Research Project



Game Master AI for Tabletop Games

iggiposter

In many board games, tabletop games, and multiplayer video games, participants are expected to play equal roles, with identical opportunities and actions available each turn. Everyone involved has the same set victory conditions each time the game is played, with a general aim to win either by eliminating the competition, or working collaboratively towards a common end goal. The Tabletop Games Framework (TAG) project has documented examples of Artificial Intelligence (AI) agents implemented to find the optimal strategies within both adversarial and cooperative games, with implementations of games such as Uno, Exploding Kittens and Pandemic to name a few.

There is a subset of tabletop games, known as tabletop role-playing games (TTRPGs), which are driven by the power of collective storytelling and interactive narrative of its participating players, rather than dedicated rules that lead towards a preset path to victory. These games, such as Dungeons & Dragons or Call of Cthulhu, are more asymmetrical in play compared to others, and have a more open-ended goal overall - maximising player enjoyment for all participants, as opposed to strictly defeating all of the enemies in combat. This involves one player taking the role of Game Master (GM) or Dungeon Master (DM), who acts as both narrator and referee, to guide the other players through the narrative of the game.

Each player traditionally controls only one player character (PC) to interact with the world. The GM, meanwhile, controls all of the non-player characters (NPCs), antagonists and encounters within the campaign behind the screen, including how the world reacts to the PCs’ actions and how the narrative develops from these resulting interactions, as well as ensuring that the actions the players and NPCs take are legal within the game’s rules. Additionally, compared to traditional games, there are no true ‘failure’ or ‘victory’ states, as campaigns can continue until players lose interest or the narrative is deemed ‘complete’. Even the event of a ‘total party kill’ (where all PCs are considered defeated) can drive the narrative in a new unexpected direction if there is still interest in continuing to play the campaign.

This research project therefore seeks to expand the role of GM for an AI agent, developing on previous research on tabletop games and human-AI interactions. Tabletop role-playing games frequently involve high-level strategic decision-making and forward-planning in order to make any progress towards completing the challenges put before the players. There is a sense of unpredictability towards the game genre, particularly due to the complexity and interconnectivity of the rules and the player’s available actions, which can make it less straightforward for AI agents to plan out their turns. Thus, they offer large and complex action and state spaces, which makes them a suitable environment to train and test AI agents within.

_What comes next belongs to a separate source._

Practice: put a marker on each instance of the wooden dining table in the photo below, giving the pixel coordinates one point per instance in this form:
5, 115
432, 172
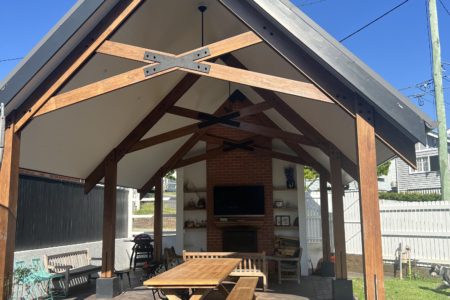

The objective of this research is twofold: one, to investigate whether an AI agent could act in the role of Game Master in a tabletop role-playing game, and how to measure the aspects required in order to do so, such that it ensures that player actions are legal, can control the narrative’s flow in such a way that it makes logical and immersive sense, to provide a similar game experience to that of a human host; and two, to explore how to make TTRPGs more accessible to newer and inexperienced GMs who may need some guidance with running their own games, by examining what is required to create an assistance tool to act as a co-GM and ease some of the burdens of the preparation required behind the Dungeon Master’s screen before each game session.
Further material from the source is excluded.